Sony made the news this week after a former employee filed a class action lawsuit alleging gender discrimination. In the abstract, the filing of a lawsuit wouldn’t be especially newsworthy or surprising — large companies are sued for discrimination all the time. Indeed, all of Fortune’s top 25 companies (if not all 500) have been sued for gender discrimination. And this isn’t even the first time Sony has faced these kinds of claims.
What makes this suit stand out is the fact that it follows right on the heels of the ongoing Activision Blizzard lawsuit. In fact, I wasn’t able to find a single article about the Sony suit that didn’t draw a direct parallel to Activision. The common thread in the coverage is that the suit is the continuation of a “reckoning” in the gaming industry.
In a sense, that narrative is beyond dispute. In the last few years, the gaming industry has faced a reckoning, as some of the largest players (Activision, Riot Games, Ubisoft) have been taken to task for toxic workplace cultures, significant pay gaps, and other forms of systemic discrimination. The fact that Sony is now facing the same kind of claims could reasonably be viewed as more of the same — Activision and Ubisoft had their time in the sun; now it’s Sony’s time to face the music and clean up its act.

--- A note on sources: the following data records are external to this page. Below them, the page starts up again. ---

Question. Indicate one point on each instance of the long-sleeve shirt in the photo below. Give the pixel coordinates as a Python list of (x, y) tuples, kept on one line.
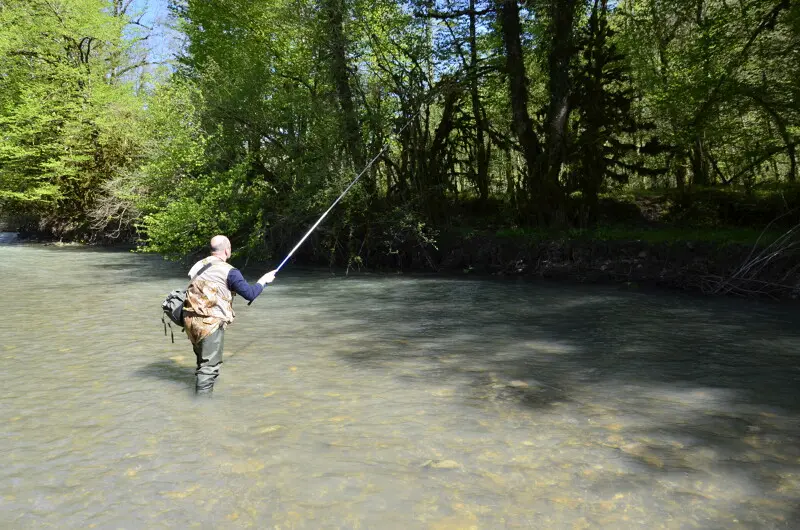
[(239, 285)]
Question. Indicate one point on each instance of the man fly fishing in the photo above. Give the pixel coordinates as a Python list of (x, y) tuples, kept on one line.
[(208, 308)]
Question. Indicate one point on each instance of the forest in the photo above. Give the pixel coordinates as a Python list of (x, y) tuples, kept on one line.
[(545, 118)]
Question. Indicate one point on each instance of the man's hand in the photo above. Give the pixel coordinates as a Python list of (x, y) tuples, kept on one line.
[(268, 278)]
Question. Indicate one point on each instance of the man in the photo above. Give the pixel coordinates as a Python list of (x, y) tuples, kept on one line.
[(208, 309)]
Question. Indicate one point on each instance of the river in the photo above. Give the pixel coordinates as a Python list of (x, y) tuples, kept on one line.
[(388, 401)]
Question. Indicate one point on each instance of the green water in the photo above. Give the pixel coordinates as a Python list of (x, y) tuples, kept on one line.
[(392, 402)]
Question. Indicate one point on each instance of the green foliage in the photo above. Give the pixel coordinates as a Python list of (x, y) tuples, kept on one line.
[(69, 123), (275, 105)]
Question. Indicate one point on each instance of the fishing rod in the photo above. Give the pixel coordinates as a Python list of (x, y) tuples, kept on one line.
[(341, 196)]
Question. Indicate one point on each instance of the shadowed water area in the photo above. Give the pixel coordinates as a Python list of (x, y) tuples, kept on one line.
[(392, 402)]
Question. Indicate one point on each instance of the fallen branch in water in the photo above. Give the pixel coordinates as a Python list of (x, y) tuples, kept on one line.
[(745, 279)]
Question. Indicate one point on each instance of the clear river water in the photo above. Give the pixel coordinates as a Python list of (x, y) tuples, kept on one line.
[(391, 402)]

But while I can’t say the “reckoning” narrative is wrong, I don’t think it’s the best way to understand what’s happening here. Simply put, the allegations in the recently filed Sony complaint are of a substantially different character than those at issue in any of the Activision, Riot Games, or Ubisoft cases. The allegations against Sony are par for the course in employment discrimination cases — the plaintiff alleges that she received lower pay than male colleagues, that she was passed over for promotion, and that supervisors made gender-biased comments about her and other female employees. (“For instance, if a female worker had some personal issue at any given time, managers would talk about how, ‘we can understand she is not performing well because she has a lot going on at home.’”)
The claims levied against Activision, Riot Games, or Ubisoft are of a different character. To be sure, those cases did involve claims of pay and promotion disparity and gender-biased comments. But those allegations were just the beginning. The Activision case also involves allegations of “constant sexual harassment,” sexual assault leading to suicide, and “frat house” culture extending all the way up to the CEO. In the days after the complaint was filed, footage surfaced of high-level executives making sexist jokes and comments at BlizzCon. The claims against Riot Games were similarly salacious, (“There are unsolicited and unwelcome pictures of male genitalia shown to employees from their bosses … Another female employee recalled a colleague once informing her that she was on a list getting passed around by senior leaders detailing who they would sleep with.”) as were those against Ubisoft.
As explained above, gender discrimination — and gender discrimination lawsuits — are all too common in corporate America. For companies with lots of employees, these suits are something of an inevitability — the more employees you have, the more opportunities there are for unlawful conduct and the harder it is to avoid or root out improper conduct. And even for companies that have their house in order, more employees mean more opportunities for someone to perceive discrimination. But while gender suits in general are commonplace, the claims levied against Activision, Riot, and Ubisoft are not.
This is why the “reckoning” narrative is a bit of an oversimplification. The reckoning experienced by the video game industry speaks primarily to the unfathomable levels of abuse and toxicity at issue in the Activision / Riot / Ubisoft cases. Characterizing the suit against Sony as an extension of those cases essentially equates the commonplace allegations from the Sony case with the more extreme claims levied against the other companies. In doing so, it simultaneously overstates the claims made against Sony and understates (drastically) the claims against Activision / Riot / Ubisoft.
To be sure, Sony is part of the gaming community and has to deal with the same cultural problems as other industry players — no one has claimed otherwise. But as it stands, there is no indication that Sony is guilty of anywhere close to the extreme misconduct alleged against its competitors.
It remains to be seen whether the case against Sony will succeed. At this point, all we have is the complaint, which is fairly generic. We’ll have to wait a few more months to see how Sony will respond. (In all likelihood, Sony will try to have the case dismissed, but it may opt to settle instead, depending on if it thinks the claims are strong.) In the meantime, Sony fans can rest easy knowing that, unless something changes, Sony — for all of its imperfections — is no Activision. The time of reckoning is at hand. But not for Sony.